Сброшены сияющие шелка. Мешковатый, уютный халат лег на плечи, обнимает теплом, согревая иззябшее тело.
Странно видеть страх в глазах Хаттами. И неприятие и грусть.
— Зачем ты сделал это? Уж лучше б Хозяин разорил меня. Я признателен тебе, Дагги, но право же, зря…
— Может и зря…. Только я замахнулся на большее, Хаттами. Анамгимар должен будет принести Хозяину в зубах камушки Аюми. И на все у него чуть меньше полугода. Не принесет — Иллнуанари станет моей. Мне б только получить эту Гильдию в руки!

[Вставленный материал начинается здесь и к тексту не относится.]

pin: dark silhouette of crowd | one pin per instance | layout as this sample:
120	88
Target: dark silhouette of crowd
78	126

Вздох, взяв в руки пузатую бутыль льет вино в бокалы Хаттами. Дрожит рука.
— Твое здоровье, Дагги!
— Твое, Хаттами!
Вино, сладкое, как компотик. Обманное. Не чувствуешь хмеля, покуда не свалит под стол. В сладости легкие оттенки горечи — то ли полынь, то ли вкус недоспевших ягод. А на душе с каждым глотком все светлей и пронзительней. "Поцелуи Ветра". Не вино — сама песня. Кружит голову, исцеляет душу. Не вино — амброзия, дар богов. Застывший рубиновой влагою обернулись солнечный свет и пляски саламандр.
Лишь в одном месте Вселенной зрел виноград, набирая ту силу, что могла окрылять. Лишь на склонах одной из миллиардов гор стелились серебряные травы, что дарили пронзительность песни букету вина.
Форэтмэ.
Четыре года, как в безумии бунта, заброшены виноградники. Четыре года сладкий сок свертывается на черной земле, подобно каплям крови.
— Я прошу, не гони Стратегов, — тихая просьба. И нет уверенности ни в чем.
— Хозяин с меня голову снимет!
— С коих пор ты покорен Хозяину? Разве ты служишь ему, Хаттами? Разве ты из его собак? Стратеги всегда платили щедро за помощь. С ними можно договорится. Прижми Пайше, узнай, что они от вас хотят.
— И так знаю. Фориэ, окаянная баба в открытую предлагала! Перевести флот Разведки на Раст-Танхам, якобы перейдя под юрисдикцию одной из Гильдий.
— Тебе не нужны корабли?
— Они согнут Оллами, поставят на колени!
— У Стратегов пилоты! У них корабли! Встанешь на ноги!!!
— Да пошли б они!
— Вспомни Вэйян. Хоть из-за признательности….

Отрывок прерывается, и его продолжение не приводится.